“Vienna Sausage — have you ever been to Vienna? This is nothing like that.” — Alton Brown
If you don’t follow the Iron Chef hopefuls on Twitter, you ought to remedy that asap. After last week’s tempest in a tea-cup over whether Marcel Vigneron should have shared his truffle with Nate Appleman, tempers boiled over on the microblogging site with viewers calling foul on Marcel’s selfishness and Marcel fighting back by pointing out that Nate shoved him out of the way to get to the fridge, so he got what he deserved. Last night’s continuing conversation on Twitter was even more degenerate with one chef openly tweeting while drunk about the attitude of a rival. It’s like elementary school with knives and liquor. So almost exactly like my elementary school.
If you want to watch the show, you can watch it here.
This week the chefs were asked to create a dish from one of several canned food items: cooked beef, corned beef, crab meat, spiced ham (spam), and vienna sausage (hot dogs) were all in the mix. Several of the chefs admitted to never having seen or cooked with these ingredients before, which made some of the finished dishes all the more accomplished.
One chef was told that their “inedible,” condemning them to the mystery ingredient showdown, while Simon Majumdar said that another chef’s pesto looks like “Kermit in a blender,” and third nitro-froze tuna and then grated it onto their dish like it was parm – those last two chefs stayed safe by virtue of some awful decisions from the two chefs who went into the elimination challenge.
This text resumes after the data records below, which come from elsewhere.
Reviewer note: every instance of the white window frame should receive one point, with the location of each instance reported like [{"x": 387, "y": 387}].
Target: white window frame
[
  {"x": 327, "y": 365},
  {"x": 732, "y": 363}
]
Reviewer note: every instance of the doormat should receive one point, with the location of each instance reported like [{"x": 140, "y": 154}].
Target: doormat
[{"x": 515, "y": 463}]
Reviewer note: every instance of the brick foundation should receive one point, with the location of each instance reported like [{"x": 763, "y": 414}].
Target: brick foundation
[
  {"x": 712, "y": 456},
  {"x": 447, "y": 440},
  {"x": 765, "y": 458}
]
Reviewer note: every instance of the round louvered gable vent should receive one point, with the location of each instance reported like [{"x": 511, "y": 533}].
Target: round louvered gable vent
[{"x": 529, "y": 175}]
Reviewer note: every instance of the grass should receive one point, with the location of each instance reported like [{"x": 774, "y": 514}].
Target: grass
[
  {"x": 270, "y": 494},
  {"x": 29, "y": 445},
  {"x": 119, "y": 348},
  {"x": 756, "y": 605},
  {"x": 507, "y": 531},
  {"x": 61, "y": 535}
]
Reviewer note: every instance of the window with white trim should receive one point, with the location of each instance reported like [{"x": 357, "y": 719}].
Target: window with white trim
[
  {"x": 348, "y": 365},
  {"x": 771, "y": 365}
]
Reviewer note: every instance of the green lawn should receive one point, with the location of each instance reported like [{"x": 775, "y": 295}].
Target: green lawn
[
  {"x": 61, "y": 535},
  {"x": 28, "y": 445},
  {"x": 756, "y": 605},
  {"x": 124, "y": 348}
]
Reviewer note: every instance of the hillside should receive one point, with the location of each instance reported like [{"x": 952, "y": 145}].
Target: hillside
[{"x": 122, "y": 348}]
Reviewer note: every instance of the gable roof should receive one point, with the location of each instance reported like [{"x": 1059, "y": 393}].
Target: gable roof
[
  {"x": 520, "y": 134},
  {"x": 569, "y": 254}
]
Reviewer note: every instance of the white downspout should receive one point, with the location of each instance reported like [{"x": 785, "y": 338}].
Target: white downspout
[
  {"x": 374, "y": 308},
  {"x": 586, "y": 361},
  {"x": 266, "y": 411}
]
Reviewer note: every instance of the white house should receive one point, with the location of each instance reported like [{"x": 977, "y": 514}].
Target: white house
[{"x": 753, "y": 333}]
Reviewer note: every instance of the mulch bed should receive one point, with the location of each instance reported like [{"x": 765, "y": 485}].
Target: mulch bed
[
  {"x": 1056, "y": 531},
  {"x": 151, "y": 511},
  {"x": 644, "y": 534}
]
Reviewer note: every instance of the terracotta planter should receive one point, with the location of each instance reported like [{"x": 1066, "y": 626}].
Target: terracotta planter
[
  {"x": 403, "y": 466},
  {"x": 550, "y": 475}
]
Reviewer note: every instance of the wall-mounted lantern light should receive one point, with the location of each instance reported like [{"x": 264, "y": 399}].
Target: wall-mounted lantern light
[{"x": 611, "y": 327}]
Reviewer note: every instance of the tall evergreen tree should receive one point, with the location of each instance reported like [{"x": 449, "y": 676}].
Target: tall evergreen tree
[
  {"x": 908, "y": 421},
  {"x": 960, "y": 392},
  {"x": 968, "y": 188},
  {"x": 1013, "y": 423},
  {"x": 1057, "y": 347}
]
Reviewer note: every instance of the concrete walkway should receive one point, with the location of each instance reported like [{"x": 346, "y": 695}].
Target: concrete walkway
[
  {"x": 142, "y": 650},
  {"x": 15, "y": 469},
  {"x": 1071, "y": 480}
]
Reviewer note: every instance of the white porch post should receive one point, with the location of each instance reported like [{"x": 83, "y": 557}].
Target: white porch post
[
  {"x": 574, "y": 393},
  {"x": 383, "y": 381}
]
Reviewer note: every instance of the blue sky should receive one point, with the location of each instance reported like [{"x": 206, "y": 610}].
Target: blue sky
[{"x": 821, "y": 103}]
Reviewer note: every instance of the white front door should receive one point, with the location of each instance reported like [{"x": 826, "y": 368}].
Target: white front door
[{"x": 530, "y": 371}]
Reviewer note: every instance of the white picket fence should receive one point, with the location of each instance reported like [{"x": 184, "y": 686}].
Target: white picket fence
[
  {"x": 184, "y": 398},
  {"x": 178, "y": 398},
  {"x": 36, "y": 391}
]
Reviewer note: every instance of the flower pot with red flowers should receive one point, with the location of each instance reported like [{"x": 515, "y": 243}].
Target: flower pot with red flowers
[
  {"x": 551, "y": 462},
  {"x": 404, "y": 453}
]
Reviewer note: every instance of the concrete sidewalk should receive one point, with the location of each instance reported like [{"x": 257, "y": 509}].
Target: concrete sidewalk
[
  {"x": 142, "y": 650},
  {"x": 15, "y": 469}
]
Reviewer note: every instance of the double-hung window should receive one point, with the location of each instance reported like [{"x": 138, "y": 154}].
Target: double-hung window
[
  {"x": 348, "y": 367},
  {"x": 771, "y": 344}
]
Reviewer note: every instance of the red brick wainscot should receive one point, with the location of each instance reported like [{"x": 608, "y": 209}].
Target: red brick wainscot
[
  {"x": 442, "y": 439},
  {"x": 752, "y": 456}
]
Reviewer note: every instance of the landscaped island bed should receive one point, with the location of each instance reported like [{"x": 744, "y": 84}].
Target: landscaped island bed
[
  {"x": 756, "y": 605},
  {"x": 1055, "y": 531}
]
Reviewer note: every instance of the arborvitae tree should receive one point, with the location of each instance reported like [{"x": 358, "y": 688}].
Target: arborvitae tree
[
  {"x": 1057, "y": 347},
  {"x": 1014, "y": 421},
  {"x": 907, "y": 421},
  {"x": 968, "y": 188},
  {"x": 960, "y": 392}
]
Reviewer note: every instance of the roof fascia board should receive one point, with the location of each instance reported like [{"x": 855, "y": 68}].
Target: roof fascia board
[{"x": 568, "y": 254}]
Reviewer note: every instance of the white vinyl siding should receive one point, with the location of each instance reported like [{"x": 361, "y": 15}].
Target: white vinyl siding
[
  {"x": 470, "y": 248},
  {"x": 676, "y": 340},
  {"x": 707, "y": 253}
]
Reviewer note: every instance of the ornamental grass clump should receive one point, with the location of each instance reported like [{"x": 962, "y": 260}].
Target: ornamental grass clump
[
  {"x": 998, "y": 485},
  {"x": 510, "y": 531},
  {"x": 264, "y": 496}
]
But the bad decisions didn’t stop there. The secret ingredient for the showdown was lobster. You’d expect that they’d be able to make decent plates from that, and you’d be right. What you didn’t see coming is the twist, which left Geoff Zakarian feeling like the judges had been “played,” and Alton Brown seeking some elimination advice from the Chairman.
I’m not sad to see the back of the chef that packed up their knives this week. Out-cooked, out-thought, and simply out-adulted by the remaining chefs, the competition is going to be stronger for losing one of its least professional chefs.